Location
- 167 S Main Cross St Hanover, Indiana 47243 United States
- 38°42′37″N 85°28′22″W﻿ / ﻿38.710177°N 85.472911°W

Information
- Type: Public high school
- Established: 1960
- Locale: rural town
- School district: Southwestern-Jefferson County Consolidated
- Principal: Matthew Owens
- Faculty: 29.33 (FTE)
- Grades: 9-12
- Enrollment: 354 (2023-24)
- Student to teacher ratio: 12.07
- Colors: Navy, red, and white
- Athletics conference: Ohio River Valley
- Team name: Rebels
- Snapshot: HS
- Website: Official Website

= Southwestern High School (Hanover, Indiana) =

Southwestern High School is located in Hanover, Indiana.
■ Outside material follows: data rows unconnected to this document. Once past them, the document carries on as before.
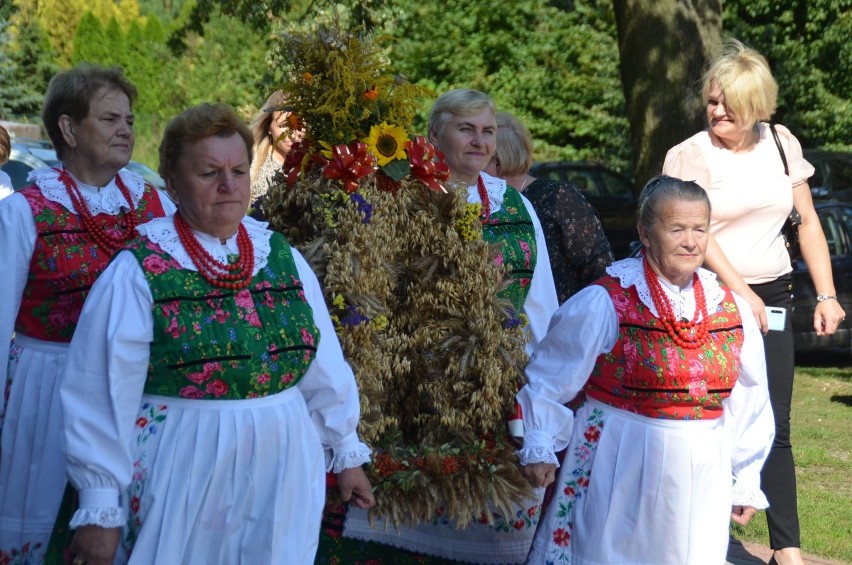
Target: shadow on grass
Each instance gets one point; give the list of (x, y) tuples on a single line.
[(843, 399)]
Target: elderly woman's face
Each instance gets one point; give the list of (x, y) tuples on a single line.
[(102, 142), (211, 184), (468, 142), (676, 242)]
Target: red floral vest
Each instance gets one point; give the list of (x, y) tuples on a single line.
[(647, 373), (65, 264)]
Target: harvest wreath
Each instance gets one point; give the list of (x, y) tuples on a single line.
[(412, 287)]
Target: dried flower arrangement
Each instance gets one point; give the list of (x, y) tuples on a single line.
[(412, 287)]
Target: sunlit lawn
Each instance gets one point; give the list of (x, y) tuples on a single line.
[(822, 444)]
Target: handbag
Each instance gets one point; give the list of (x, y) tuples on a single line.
[(790, 229)]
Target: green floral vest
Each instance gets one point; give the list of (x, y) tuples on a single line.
[(212, 343), (512, 228)]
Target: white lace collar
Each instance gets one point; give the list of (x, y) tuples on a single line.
[(105, 200), (162, 232), (495, 188), (630, 272)]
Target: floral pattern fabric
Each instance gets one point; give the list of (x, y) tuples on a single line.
[(512, 227), (648, 374), (212, 343), (574, 485), (65, 263), (578, 248)]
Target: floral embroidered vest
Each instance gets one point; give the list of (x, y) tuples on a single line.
[(511, 227), (65, 263), (647, 373), (212, 343)]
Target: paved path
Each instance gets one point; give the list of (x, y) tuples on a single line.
[(745, 553)]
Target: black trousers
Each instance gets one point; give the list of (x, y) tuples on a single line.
[(778, 477)]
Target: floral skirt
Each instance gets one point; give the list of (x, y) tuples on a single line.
[(636, 490)]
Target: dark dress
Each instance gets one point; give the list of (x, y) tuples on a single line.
[(578, 249)]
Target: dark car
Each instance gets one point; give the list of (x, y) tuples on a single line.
[(610, 193), (836, 220), (833, 176)]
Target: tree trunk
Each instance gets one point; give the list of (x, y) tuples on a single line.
[(664, 45)]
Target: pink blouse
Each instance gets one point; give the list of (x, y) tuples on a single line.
[(750, 196)]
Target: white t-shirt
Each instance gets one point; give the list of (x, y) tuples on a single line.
[(5, 185)]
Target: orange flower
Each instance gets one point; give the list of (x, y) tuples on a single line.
[(372, 93)]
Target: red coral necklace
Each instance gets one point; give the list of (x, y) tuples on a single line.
[(686, 334), (483, 196), (235, 276), (104, 238)]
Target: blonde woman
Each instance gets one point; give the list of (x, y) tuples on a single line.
[(752, 187), (274, 131)]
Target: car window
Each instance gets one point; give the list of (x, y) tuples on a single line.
[(841, 173), (18, 172), (616, 186)]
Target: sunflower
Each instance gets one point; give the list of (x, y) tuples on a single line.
[(387, 143)]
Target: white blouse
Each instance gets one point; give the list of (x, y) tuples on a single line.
[(112, 341), (586, 326)]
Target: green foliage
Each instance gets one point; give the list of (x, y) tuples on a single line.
[(556, 69), (28, 63), (807, 45), (225, 64)]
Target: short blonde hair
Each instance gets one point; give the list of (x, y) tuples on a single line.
[(458, 102), (744, 77), (514, 145)]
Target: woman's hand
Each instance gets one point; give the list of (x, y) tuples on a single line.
[(540, 474), (355, 487), (827, 317), (94, 545), (742, 515)]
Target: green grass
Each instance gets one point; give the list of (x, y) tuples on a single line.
[(822, 446)]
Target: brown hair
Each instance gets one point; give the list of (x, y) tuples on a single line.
[(662, 189), (70, 93), (193, 125)]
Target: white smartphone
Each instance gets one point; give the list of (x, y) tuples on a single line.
[(777, 318)]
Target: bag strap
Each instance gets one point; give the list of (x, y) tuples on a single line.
[(780, 149)]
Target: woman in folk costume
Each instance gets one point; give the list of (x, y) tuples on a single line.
[(56, 237), (206, 392), (672, 423)]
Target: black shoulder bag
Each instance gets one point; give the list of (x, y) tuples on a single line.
[(790, 230)]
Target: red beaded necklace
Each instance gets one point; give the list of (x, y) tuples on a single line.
[(235, 276), (483, 196), (105, 239), (686, 334)]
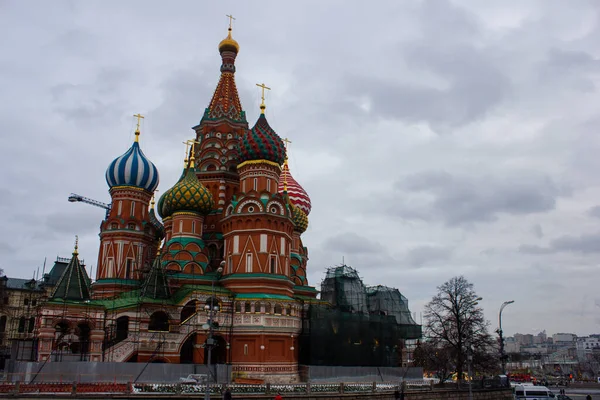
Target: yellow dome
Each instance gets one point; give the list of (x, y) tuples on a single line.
[(229, 44)]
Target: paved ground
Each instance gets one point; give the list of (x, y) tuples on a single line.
[(578, 394)]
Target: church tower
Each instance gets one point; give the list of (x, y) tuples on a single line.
[(258, 225), (129, 236), (184, 208), (217, 154), (300, 206)]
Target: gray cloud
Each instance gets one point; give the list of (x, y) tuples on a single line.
[(352, 243), (537, 231), (585, 244), (460, 199), (594, 212), (423, 255), (432, 116)]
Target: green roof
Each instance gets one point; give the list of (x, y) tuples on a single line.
[(156, 285), (305, 288), (256, 275), (249, 296), (74, 283)]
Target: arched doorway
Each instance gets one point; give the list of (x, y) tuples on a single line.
[(188, 310), (186, 356), (219, 351), (159, 321)]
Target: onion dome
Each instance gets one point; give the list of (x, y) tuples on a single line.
[(229, 44), (133, 169), (160, 229), (262, 143), (295, 192), (161, 201), (188, 194), (299, 218)]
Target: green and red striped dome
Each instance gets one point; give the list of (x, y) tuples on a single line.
[(262, 143)]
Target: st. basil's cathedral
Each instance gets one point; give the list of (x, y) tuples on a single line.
[(224, 275)]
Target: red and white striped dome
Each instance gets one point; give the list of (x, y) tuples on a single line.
[(296, 193)]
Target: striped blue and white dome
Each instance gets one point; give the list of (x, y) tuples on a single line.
[(132, 169)]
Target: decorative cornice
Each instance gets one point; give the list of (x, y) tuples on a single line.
[(255, 162)]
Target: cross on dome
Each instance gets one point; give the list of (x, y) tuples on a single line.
[(262, 96)]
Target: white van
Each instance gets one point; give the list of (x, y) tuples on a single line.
[(531, 392)]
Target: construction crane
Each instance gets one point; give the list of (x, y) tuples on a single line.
[(74, 198)]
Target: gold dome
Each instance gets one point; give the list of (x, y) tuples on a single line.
[(229, 44)]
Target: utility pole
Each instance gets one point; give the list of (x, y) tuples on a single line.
[(502, 356), (210, 341)]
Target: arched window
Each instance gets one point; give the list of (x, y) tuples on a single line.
[(83, 334), (212, 302), (188, 310), (159, 321), (122, 328)]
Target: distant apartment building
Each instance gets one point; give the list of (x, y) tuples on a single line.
[(511, 345), (524, 339), (540, 338), (588, 342), (562, 338)]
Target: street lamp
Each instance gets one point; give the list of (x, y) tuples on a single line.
[(470, 351), (212, 309), (502, 359)]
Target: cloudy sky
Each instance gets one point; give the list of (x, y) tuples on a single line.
[(435, 138)]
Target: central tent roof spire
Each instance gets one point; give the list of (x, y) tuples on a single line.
[(225, 102)]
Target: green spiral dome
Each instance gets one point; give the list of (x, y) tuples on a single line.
[(188, 194), (300, 219)]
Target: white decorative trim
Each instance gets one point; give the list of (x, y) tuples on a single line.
[(278, 205), (252, 201)]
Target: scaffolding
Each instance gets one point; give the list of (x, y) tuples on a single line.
[(355, 325), (385, 300), (344, 290)]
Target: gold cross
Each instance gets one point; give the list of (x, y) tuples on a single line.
[(262, 96), (138, 116), (188, 143), (231, 19)]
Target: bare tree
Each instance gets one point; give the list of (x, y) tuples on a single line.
[(454, 321), (435, 359)]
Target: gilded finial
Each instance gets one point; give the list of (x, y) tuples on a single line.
[(189, 152), (286, 168), (228, 43), (137, 128), (262, 96), (231, 19), (285, 171)]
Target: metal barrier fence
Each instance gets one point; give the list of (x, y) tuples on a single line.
[(184, 388)]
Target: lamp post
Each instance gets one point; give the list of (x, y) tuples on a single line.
[(502, 359), (212, 309), (470, 350)]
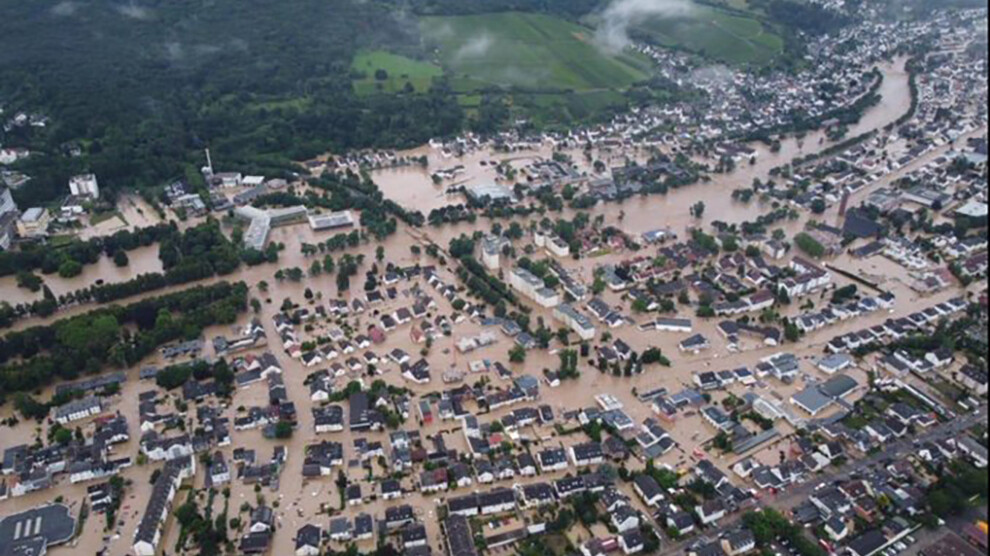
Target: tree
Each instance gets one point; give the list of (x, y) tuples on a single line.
[(29, 281), (120, 258), (69, 269), (283, 430), (517, 354)]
It is a part of the Southwestern Jefferson County Consolidated Schools school district.

The district includes Hanover and Kent. The townships in the district are Hanover, Republican, Saluda, and Smyrna.

==History==
Southwestern High School was founded in 1960 with the consolidation of Saluda and Hanover high schools. Since the two schools were located in the southwestern region of Jefferson County, Indiana, the school was officially named Southwestern Jefferson County Consolidated High School. Originally, the school was located in the edifice of the old Hanover High School. However, the old school was severely damaged in the April 3, 1974, tornado Super Outbreak that ravaged much of the Midwest. The current building was built over the following year.